4. Loss of trust. The tariffs imposed by Trump are generally in violation of international agreements that the U.S. has signed. For example, the tariffs on Canada violate the USMCA agreement that Trump negotiated during his first term.

I imagine that some countries will still negotiate deals with the United States because they feel that they have no choice. (One such country would be Israel, which preemptively eliminated all tariffs on U.S. goods before April 2.) But the European Union is strong enough that I don’t see them making a free trade agreement with an untrustworthy partner.

This loss of trust is across the board, not just in trade. For example, the United States cannot find itself in a position where it has no choice but to default on its debt (if the Treasury has trouble rolling over its debt, the Federal Reserve can function as the buyer of last resort), but it could decide to default. That's probably the rates on long term treasury bonds have been so high recently.

5. Corruption. Trump can say to both foreign leaders and U.S. companies, “I’m willing to consider lowering the tariff you are concerned about. I’d like you to do me a favor, though.”

  1. Comparative advantage. The essential idea is that each country produces things it is good at and exchanges them for things it isn’t good at. If you reduce trade by creating tariffs, that makes everyone poorer. I won’t dwell on this because there are many good explanations of comparative advantage on the web.

The thing I haven't seen anyone really address is that usually, the Comparative Advantage in question is lax safety and environmental laws. Sure, we have less land well-suited for Cocoa plants than South America. But the reason why it's cheaper to build a factory in China than the US is because China has no qualms with forced labor, unsafe conditions, and pollution. The government of China is able to force people to produce things that there is no demand for, including brand new ghost cities.

Are people just ok with this, morally and ethically?

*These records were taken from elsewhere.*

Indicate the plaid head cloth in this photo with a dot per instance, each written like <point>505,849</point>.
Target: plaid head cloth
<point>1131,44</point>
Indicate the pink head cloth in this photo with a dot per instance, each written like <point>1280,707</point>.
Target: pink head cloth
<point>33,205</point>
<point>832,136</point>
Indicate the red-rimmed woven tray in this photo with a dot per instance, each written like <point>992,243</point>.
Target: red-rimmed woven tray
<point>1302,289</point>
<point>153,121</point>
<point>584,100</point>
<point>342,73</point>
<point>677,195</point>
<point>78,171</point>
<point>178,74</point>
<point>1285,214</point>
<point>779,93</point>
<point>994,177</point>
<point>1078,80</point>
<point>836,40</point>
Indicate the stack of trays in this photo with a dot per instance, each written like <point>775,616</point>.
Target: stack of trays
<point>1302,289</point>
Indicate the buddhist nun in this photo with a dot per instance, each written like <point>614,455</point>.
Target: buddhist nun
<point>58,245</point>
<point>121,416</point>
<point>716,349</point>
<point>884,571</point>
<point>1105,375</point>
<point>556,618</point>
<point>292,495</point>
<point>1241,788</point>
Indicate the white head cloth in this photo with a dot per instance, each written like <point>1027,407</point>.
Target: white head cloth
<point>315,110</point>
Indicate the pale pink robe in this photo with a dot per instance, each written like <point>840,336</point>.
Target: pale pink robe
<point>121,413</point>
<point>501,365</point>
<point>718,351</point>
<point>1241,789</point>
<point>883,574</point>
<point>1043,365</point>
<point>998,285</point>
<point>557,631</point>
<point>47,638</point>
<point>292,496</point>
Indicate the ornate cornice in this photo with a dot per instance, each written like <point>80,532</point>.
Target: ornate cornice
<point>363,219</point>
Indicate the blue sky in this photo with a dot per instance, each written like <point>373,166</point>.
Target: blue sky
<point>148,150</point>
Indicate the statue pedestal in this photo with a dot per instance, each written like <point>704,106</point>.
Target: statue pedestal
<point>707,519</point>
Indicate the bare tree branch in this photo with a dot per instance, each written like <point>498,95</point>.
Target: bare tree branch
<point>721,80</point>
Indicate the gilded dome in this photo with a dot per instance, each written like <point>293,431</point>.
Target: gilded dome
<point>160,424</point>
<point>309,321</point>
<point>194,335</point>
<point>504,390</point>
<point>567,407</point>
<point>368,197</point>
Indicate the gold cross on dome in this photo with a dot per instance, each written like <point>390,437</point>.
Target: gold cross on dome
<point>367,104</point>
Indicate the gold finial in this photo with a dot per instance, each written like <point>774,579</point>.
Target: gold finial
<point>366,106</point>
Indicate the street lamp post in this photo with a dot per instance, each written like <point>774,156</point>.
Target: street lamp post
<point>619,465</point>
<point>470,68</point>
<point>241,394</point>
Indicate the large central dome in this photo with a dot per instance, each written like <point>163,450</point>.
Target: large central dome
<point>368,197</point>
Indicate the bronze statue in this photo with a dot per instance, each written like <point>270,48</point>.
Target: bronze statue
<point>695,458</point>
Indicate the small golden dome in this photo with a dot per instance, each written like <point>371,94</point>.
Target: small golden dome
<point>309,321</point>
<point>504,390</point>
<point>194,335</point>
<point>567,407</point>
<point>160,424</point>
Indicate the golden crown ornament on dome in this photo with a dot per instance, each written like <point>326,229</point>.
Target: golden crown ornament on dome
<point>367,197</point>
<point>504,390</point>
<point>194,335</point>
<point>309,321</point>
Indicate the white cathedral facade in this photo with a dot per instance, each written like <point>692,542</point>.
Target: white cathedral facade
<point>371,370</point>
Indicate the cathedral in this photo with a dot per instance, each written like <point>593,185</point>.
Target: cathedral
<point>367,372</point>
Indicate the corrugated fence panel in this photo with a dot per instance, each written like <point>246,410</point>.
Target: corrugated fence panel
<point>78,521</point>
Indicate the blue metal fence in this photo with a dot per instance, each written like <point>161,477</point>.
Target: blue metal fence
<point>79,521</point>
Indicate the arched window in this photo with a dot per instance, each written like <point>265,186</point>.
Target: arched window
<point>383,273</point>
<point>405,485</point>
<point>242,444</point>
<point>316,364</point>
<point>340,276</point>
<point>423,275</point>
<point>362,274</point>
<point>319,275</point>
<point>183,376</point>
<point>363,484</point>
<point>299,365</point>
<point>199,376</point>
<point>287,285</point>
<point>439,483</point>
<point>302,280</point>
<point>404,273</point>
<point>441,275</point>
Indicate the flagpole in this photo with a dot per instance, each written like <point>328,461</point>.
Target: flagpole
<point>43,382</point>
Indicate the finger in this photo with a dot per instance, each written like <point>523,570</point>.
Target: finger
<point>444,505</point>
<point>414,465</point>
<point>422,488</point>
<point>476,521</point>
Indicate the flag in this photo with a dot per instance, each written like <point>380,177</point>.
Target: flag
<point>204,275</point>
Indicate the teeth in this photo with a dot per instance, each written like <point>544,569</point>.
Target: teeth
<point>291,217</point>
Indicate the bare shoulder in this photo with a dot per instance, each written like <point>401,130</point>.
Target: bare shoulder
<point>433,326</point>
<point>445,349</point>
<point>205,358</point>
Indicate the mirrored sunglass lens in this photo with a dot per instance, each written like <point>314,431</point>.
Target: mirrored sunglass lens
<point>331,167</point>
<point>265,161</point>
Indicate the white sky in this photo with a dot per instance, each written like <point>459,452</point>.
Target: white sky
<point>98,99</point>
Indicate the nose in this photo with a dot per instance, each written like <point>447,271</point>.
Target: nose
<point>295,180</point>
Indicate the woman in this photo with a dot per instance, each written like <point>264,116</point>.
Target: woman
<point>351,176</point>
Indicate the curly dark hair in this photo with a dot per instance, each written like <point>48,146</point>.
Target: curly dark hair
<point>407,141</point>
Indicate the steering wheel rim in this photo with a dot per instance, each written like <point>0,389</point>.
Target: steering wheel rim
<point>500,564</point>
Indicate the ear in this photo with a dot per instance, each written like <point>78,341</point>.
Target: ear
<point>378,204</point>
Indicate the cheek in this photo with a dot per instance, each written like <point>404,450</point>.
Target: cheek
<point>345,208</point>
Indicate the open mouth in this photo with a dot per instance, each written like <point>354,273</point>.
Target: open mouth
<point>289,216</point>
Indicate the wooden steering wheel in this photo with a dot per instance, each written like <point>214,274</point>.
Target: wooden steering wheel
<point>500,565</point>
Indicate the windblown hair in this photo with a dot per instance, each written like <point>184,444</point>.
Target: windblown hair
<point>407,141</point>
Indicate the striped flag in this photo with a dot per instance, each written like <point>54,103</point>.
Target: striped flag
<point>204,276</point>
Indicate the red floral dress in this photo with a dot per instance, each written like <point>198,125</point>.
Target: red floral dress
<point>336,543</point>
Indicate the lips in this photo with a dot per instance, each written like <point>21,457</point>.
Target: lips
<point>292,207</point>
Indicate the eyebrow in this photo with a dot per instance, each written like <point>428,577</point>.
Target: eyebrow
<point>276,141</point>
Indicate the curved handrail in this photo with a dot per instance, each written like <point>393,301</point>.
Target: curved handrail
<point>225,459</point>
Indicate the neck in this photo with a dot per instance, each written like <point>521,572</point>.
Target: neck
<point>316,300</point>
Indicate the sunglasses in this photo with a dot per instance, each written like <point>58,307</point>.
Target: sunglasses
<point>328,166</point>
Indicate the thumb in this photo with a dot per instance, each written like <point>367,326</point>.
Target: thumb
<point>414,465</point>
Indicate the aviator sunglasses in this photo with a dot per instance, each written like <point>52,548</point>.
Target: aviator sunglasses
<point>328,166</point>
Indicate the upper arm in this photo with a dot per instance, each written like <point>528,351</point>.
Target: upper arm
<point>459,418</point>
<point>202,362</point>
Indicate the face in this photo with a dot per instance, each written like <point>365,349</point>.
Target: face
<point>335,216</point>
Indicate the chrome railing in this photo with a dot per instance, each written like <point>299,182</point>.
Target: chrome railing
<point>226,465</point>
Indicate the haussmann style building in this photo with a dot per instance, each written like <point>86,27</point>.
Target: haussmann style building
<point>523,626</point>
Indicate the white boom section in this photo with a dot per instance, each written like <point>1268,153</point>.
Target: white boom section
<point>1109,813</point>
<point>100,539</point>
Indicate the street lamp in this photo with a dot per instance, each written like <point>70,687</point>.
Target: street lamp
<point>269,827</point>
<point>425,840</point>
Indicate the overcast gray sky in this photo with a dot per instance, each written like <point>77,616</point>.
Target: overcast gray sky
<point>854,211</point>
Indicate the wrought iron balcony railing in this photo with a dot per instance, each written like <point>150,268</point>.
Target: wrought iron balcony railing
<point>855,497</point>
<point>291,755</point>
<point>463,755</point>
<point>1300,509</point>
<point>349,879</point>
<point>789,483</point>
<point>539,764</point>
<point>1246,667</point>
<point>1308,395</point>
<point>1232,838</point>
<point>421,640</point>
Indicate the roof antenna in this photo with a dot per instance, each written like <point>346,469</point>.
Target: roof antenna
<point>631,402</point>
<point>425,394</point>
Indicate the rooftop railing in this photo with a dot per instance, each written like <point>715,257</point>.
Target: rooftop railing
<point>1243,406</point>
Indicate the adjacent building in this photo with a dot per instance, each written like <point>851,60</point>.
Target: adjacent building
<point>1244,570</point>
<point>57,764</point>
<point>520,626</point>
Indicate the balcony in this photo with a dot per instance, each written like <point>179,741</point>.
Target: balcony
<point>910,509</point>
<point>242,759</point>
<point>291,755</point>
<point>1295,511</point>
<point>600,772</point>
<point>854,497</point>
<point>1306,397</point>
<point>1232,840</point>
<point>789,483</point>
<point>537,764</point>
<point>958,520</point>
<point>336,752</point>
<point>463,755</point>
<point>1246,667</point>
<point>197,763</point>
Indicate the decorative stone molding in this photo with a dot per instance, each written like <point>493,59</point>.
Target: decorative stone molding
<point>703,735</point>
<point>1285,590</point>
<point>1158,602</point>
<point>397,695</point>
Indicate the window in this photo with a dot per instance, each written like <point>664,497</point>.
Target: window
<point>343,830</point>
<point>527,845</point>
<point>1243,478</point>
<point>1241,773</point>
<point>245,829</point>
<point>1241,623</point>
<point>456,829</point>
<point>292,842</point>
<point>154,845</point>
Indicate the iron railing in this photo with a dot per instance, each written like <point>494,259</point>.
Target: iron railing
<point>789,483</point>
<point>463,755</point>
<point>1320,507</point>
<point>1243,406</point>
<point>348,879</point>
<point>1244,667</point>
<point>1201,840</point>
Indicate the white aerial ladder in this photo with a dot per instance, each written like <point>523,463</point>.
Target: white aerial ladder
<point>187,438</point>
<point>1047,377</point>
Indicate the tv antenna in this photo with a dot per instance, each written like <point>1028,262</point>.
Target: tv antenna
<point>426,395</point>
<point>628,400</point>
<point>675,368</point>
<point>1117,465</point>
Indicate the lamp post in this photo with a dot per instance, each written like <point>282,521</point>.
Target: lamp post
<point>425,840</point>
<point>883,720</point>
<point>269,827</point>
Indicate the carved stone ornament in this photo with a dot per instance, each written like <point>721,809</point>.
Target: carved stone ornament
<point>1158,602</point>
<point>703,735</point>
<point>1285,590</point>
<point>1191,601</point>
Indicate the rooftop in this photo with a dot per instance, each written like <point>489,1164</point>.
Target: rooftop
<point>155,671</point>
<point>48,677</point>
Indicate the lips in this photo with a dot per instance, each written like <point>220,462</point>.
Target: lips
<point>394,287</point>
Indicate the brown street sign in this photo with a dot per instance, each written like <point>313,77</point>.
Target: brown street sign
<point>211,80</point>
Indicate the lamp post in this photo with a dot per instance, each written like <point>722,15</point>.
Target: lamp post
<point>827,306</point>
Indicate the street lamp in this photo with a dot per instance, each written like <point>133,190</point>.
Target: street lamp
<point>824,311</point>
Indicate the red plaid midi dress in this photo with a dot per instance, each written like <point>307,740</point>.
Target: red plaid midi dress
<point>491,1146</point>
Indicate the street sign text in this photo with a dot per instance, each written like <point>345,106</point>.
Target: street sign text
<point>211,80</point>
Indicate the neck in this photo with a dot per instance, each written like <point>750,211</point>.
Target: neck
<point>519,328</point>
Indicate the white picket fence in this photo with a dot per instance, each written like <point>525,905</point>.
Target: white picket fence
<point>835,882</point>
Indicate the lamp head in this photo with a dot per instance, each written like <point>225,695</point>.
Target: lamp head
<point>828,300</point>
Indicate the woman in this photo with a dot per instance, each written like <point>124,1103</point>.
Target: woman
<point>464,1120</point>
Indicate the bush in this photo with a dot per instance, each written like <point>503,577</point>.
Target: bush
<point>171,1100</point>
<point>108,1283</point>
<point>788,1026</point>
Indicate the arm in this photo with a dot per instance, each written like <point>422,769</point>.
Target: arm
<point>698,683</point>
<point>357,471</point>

Is there any concern that this is a strategy that China has been employing to explicitly hollow out the American Industrial Capability which won WWII for the Allies?

The forced labor concern don’t apply to Europr, Japan, South Korea, Israel, or New Zealand, which have all had tariffs raised.

Yes, this is true. I would be for a kind of trade union that where the main requirement for entry is not exploiting their workers or environments (and maybe combined with a military pact.) Of course, the EU might have a different understanding of what that means than the US...

I'm not super informed on this but my impression is that I don't really like the American leftist habit of labeling working conditions they don't like as having "low labor standards" when the alternative is just those workers not being employed at all. I suspect most European countries have standards above this even if I wouldn't particularly like those jobs myself. It's easier for me to believe China doesn't have them given their track record on human rights in general and that they have labor that's much more accurately described as forced or coerced. So the US need not be the gold standard for what acceptable labor standards are. There is still no need for any tariffs at all on Europe and the other countries I mentioned (except maybe Israel but we can start by cutting off other sources of funding to them first).

I was referring to European countries making it almost impossible to fire an employee without a solid record of misbehavior and prior notice.

America decides, "We will only have free trade with countries that maintains worker accidents under a certain threshold and has solid enforcement against slave labor on exports."

Then Europe says, "We'll make our own free trade organization with countries that have a good enough social safety net and do not allow companies to fire their employees willy nilly." And the US gets kicked out of the global trade anyways.

Except that would never happen, because they would love to sell to us. It's mostly a thought experiment to try to assess where the line is that we wouldn't' allow countries to cross. China at one end, Canada at the other, where is the line drawn?